Needleman: No, that is not what I had in mind. What I meant by tradition was a way of living.
KRISHNAMURTI: I wouldn’t call that tradition. Don’t we mean by tradition some other factor? Is goodness a factor of tradition?
Needleman: No, but perhaps there are good traditions.
KRISHNAMURTI: Good traditions, conditioned by the culture in which one lives. Good tradition among the Brahmins used to be not to kill any human being or animal. They accepted that and functioned. We are saying: “Is goodness traditional? Can goodness function, blossom in tradition?”
Needleman: What I am asking then is: are there traditions which are formed by an intelligence either single, or collective, which understands human nature?
KRISHNAMURTI: Is intelligence traditional?
Needleman: No. But can intelligence form, or shape a way of living which can help other men more readily to find themselves? I know that this is a self-initiated thing that you speak of, but are there not men of great intelligence who can shape the external conditions for me, so that I will not have quite as difficult a time to come to what you have seen?

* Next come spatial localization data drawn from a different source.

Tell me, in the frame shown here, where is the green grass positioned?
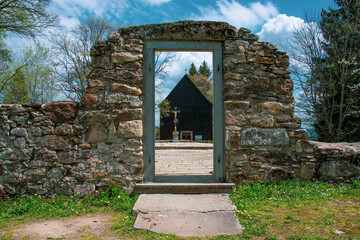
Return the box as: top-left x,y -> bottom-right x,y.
230,180 -> 360,239
0,180 -> 359,239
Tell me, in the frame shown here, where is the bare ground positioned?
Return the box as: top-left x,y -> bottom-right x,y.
10,213 -> 119,240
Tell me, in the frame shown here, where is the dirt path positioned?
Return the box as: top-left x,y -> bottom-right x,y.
10,213 -> 118,240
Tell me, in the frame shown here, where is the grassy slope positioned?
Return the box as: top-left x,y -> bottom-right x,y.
0,180 -> 359,240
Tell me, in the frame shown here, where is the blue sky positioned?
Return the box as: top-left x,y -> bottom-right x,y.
45,0 -> 335,126
7,0 -> 336,125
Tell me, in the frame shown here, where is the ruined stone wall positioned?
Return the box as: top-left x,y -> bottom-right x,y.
222,28 -> 315,184
0,101 -> 143,198
0,21 -> 358,198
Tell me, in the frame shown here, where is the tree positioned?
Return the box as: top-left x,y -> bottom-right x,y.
0,0 -> 58,38
189,74 -> 213,102
289,0 -> 360,142
0,0 -> 58,100
199,60 -> 212,78
189,63 -> 198,75
2,68 -> 29,103
1,42 -> 57,103
188,61 -> 213,102
52,17 -> 117,102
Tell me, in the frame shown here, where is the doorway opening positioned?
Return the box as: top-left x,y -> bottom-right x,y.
154,51 -> 214,182
144,41 -> 224,183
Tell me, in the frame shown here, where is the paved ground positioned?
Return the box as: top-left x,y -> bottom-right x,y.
133,194 -> 243,237
155,142 -> 214,175
155,149 -> 213,175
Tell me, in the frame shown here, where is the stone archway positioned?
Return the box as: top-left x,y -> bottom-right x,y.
87,21 -> 313,185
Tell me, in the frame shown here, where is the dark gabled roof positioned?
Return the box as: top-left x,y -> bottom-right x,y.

KRISHNAMURTI: That means what, Sir? You say you know.
Needleman: I don’t say I know.
KRISHNAMURTI: I am taking that. Suppose you are the great person of tremendous intelligence and you say, “My dear son, live this way.”

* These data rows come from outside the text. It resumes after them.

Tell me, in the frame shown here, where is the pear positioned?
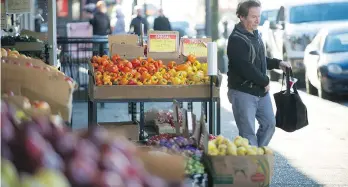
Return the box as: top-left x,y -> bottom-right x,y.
250,146 -> 258,152
208,141 -> 218,155
215,135 -> 225,146
241,138 -> 249,147
226,141 -> 237,156
257,148 -> 265,155
262,146 -> 274,155
1,159 -> 20,187
34,168 -> 70,187
246,147 -> 257,155
233,136 -> 243,147
237,146 -> 247,156
21,174 -> 44,187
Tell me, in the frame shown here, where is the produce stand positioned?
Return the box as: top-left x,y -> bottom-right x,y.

Needleman: Well I don’t have to say it.
KRISHNAMURTI: You exude your atmosphere, your aura, and then I say, “I’ll try it—he has got it, I haven’t got it.” Can goodness flower in your ambience? Can goodness grow under your shadow?
Needleman: No, but then I wouldn’t be intelligent if I made those my conditions.

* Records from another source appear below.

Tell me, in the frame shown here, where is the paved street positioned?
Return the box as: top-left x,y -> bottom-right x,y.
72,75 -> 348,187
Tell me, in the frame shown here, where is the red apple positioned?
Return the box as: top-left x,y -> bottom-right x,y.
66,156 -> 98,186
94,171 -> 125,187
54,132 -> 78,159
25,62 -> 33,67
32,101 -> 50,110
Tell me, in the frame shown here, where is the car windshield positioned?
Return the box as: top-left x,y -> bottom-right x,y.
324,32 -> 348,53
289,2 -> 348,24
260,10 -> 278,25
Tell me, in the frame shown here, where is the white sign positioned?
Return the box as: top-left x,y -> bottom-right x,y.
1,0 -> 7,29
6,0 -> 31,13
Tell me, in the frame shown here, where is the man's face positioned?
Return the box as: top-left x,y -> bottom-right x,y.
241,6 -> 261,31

KRISHNAMURTI: Therefore you are stating that goodness cannot operate, function, flower in any environment.
Needleman: No, I didn’t say that. I was asking, are there environments which can be conducive to liberation?
KRISHNAMURTI: We will go into this. A man who goes to a factory every day, day after day, and finds release in drink and all the rest of it . . .
Needleman: This is the example of a poor environment, a bad tradition.
KRISHNAMURTI: So what does the man who is intelligent, who is concerned with changing the environment, do for that man?